I don't mind writing the word, I mind the repetition of it. Javascript is a functional language. As such your write... FUNCTIONS. Having a keyword called "function" seems a bit ridiculous. I'll get some hate for this - you can write me a little hate function and see how many function keywords you can use.function()

Moving on...

Aren't We Trying To Move Forward?

I was talking to a friend the other day and he just flat out said it:

I don't get why people like Javascript. It's a Neon and Acid Wash language

Again - this is a very smart person with way more experience then me reflecting on how Javascript is a language that's fascinating on some levels and, frankly, had its day. Many people love it, have come to terms with its existence - do we really need to go there again?

This opinion while a tad blunt, isn't completely without merit. The language has flaws - flaws that are quite glaring and ones that will bite you by default.

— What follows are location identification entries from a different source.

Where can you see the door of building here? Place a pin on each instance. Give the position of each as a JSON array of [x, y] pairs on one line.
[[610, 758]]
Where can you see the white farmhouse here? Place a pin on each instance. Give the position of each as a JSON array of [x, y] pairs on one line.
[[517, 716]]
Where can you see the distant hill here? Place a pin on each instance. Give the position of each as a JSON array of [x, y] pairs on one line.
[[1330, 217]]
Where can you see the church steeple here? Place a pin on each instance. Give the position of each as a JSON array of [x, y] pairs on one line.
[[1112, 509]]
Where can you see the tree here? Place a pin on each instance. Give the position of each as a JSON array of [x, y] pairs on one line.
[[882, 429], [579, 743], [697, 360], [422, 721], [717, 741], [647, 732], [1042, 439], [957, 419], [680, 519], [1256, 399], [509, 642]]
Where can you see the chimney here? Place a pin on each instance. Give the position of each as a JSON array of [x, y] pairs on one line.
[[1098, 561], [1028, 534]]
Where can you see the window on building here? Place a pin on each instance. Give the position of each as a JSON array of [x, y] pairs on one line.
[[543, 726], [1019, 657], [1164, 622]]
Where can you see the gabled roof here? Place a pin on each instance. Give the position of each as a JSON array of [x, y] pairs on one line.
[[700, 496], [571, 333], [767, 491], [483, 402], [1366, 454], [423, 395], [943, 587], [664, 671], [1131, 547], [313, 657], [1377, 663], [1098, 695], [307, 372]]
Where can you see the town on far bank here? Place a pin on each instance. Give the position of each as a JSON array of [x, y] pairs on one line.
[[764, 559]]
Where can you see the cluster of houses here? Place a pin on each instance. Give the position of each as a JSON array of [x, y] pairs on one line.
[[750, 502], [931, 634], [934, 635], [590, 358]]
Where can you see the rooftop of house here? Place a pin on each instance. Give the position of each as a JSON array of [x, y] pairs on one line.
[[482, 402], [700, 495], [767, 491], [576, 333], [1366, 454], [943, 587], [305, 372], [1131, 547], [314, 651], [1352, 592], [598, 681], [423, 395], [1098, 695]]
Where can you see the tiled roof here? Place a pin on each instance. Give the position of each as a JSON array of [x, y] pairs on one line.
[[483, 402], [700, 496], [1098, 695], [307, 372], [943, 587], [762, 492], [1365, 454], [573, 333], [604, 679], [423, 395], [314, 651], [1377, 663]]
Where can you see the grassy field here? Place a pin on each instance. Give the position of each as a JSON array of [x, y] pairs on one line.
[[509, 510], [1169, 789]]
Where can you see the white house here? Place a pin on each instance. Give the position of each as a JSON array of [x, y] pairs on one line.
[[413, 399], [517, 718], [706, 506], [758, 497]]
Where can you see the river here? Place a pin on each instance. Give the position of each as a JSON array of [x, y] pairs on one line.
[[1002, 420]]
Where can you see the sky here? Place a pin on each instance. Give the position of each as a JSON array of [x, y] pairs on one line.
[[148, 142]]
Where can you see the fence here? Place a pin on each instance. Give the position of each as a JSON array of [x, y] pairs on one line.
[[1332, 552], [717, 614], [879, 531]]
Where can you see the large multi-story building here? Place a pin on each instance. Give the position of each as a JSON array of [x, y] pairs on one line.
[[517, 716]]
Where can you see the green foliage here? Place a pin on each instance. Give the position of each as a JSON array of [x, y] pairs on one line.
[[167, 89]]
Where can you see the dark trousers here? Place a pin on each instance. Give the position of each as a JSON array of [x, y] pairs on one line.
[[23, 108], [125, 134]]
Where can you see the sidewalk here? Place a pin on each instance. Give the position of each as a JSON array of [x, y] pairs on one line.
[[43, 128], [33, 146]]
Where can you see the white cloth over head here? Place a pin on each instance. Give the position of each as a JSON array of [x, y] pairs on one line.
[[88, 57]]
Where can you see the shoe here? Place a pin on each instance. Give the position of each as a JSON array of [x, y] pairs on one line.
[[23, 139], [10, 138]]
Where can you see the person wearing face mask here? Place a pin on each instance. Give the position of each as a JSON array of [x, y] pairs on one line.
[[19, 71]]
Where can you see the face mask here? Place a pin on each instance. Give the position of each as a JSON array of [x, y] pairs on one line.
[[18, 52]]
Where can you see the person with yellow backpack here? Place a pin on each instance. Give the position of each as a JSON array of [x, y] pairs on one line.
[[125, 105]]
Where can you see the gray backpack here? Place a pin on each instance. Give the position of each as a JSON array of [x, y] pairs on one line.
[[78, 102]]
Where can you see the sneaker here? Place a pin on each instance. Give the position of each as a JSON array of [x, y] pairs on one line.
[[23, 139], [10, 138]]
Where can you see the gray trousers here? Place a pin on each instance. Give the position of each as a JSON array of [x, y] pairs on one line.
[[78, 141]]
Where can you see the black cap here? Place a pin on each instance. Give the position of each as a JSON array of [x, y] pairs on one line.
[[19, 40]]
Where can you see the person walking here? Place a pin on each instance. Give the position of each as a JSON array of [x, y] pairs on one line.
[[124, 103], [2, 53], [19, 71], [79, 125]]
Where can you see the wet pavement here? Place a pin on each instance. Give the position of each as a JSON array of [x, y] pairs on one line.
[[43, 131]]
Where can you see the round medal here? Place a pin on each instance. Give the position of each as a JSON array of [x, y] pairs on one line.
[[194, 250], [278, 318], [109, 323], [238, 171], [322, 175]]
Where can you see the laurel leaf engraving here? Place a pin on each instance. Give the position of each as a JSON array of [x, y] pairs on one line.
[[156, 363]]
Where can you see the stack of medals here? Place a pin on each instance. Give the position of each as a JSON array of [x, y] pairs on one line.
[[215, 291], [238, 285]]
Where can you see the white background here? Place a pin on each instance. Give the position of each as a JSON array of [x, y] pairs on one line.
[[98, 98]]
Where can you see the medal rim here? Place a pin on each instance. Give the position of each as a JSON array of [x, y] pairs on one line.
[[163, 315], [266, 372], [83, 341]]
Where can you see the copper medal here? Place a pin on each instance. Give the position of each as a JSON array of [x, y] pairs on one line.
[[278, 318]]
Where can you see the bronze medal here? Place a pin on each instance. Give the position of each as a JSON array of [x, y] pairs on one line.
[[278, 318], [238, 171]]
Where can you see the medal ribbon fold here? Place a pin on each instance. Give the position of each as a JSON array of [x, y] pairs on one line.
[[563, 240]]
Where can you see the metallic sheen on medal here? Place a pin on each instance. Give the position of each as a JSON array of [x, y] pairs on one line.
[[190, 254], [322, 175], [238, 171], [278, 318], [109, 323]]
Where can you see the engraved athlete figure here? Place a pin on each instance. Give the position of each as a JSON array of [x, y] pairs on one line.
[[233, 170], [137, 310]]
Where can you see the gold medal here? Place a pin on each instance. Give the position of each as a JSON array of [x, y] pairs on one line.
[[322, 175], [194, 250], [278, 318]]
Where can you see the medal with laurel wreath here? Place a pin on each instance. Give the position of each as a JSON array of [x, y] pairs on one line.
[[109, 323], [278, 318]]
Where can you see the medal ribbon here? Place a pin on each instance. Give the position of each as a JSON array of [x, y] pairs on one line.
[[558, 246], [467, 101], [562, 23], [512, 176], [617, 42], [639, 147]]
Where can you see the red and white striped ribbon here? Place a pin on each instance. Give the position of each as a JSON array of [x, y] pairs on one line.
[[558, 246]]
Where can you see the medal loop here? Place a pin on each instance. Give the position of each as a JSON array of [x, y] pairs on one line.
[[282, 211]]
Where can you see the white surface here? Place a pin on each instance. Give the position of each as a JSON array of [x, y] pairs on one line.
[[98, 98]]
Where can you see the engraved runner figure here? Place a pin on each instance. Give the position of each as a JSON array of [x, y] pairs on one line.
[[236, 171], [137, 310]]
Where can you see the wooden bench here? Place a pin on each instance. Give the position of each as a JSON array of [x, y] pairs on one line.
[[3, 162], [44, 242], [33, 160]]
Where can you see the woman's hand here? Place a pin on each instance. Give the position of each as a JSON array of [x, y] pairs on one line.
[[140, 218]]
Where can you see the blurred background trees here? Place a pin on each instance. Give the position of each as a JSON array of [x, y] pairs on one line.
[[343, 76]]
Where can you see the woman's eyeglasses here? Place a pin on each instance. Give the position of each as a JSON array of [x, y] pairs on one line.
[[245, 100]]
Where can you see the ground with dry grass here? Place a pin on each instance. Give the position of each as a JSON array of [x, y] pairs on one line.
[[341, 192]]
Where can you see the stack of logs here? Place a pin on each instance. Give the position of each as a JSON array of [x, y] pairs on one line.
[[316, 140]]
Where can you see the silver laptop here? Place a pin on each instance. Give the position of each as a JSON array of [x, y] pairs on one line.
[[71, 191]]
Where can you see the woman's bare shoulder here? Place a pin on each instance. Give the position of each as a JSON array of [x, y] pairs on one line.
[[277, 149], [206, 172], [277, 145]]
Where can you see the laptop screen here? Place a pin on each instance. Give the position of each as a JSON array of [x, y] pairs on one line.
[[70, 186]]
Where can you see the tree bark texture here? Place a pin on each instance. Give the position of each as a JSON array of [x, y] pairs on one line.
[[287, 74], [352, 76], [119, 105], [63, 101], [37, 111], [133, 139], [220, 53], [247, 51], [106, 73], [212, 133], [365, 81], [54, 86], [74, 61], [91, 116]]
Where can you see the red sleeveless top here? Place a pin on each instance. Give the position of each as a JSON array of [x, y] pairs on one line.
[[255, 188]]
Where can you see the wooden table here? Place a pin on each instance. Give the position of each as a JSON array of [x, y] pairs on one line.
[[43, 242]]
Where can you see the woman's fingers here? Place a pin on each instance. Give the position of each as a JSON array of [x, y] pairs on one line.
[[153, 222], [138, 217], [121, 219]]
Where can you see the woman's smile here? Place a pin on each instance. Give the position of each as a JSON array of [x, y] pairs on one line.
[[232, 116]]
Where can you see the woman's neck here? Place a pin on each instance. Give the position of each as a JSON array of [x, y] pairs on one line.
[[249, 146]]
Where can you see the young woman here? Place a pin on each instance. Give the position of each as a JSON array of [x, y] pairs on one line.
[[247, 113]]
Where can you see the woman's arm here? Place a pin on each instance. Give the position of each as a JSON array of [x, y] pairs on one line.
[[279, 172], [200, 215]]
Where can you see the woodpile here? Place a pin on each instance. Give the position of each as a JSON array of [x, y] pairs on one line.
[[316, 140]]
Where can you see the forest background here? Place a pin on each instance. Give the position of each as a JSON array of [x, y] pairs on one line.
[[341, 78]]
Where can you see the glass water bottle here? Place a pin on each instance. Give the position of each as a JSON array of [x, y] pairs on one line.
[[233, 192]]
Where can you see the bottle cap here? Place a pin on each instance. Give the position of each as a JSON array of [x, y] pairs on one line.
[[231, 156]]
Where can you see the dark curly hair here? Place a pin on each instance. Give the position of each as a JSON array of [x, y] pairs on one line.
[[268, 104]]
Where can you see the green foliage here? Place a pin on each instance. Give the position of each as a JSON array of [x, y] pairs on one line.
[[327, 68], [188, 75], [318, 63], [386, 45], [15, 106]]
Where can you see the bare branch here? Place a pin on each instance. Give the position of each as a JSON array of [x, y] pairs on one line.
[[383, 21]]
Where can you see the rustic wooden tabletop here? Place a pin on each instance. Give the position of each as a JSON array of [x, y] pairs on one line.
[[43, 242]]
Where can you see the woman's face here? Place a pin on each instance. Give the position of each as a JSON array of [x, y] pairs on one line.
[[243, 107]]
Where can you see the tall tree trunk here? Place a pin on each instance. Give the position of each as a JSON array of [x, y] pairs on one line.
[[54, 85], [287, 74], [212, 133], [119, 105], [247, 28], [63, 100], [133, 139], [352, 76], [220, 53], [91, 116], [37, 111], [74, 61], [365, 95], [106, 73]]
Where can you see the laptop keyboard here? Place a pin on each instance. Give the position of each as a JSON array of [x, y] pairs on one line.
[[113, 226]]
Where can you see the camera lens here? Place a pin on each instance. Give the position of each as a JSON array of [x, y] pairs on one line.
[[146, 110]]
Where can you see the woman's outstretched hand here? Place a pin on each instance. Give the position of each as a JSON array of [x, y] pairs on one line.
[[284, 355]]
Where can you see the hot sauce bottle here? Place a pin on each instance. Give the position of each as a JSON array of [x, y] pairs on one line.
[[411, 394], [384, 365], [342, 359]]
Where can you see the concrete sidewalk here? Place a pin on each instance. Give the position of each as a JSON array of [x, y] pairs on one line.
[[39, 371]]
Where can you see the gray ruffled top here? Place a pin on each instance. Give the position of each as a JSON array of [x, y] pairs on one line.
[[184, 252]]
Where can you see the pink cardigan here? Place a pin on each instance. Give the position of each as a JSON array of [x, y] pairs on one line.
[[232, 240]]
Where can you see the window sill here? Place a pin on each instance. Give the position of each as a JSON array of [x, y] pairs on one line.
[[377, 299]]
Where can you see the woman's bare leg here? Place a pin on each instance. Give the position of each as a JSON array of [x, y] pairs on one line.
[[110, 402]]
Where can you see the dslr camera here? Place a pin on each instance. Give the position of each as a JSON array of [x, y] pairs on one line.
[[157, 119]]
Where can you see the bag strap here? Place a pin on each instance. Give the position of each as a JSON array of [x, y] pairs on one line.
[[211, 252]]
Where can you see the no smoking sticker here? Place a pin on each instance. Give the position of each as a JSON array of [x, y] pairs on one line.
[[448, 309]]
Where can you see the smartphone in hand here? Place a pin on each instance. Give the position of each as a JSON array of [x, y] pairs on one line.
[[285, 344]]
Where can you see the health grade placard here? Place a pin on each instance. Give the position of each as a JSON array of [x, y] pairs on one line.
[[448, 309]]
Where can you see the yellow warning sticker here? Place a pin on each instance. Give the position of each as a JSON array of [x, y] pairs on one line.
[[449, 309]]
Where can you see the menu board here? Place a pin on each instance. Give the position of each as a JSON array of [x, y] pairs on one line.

Global leaks, scoping issues, inconsistencies in comparisons and equality... this is all well known stuff.

When I started using Ruby (and Python... for a bit) it was such a fun exploration of what a modern, dynamic language could do. Learning those languages was joyous! Working with Javascript has been ... well a difficult walk down a painful memory lane for me (personally).

I find myself enjoying Node a lot - Mongo too. It's really fun to be learning and helping in a growing ecosystem. But... Javascript... it's so hard for me to look at the code I write and feel the same level of excitement and engagement that I did with Ruby.

Of course - this is my personal opinion and I know there are good parts (and yes I've read Crockford). My point here is that Javascript has a tarnished past. I know people are trying to spread Good Habits and that's exciting... but it also has its negative aspects.

There's a lot of elitism, snottiness, and overall pedantry in the hardcore Javascript crowd. Accidentally write a global variable and put your work out there for all to see... look out.

What To Do?

I'm on the fence here, but I feel compelled to make a choice. I'm leaning in the CoffeeScript direction because I enjoy the terser syntax and the Ruby aesthetic, but I also know that there will be times when it slows me down.

I'd love to hear your feedback, but please (as always) provide some reasons I can sink my teeth into and think about. Opinions are welcome too - just try to balance them on things other than links and quotes.I'll be moderating this thread heavily.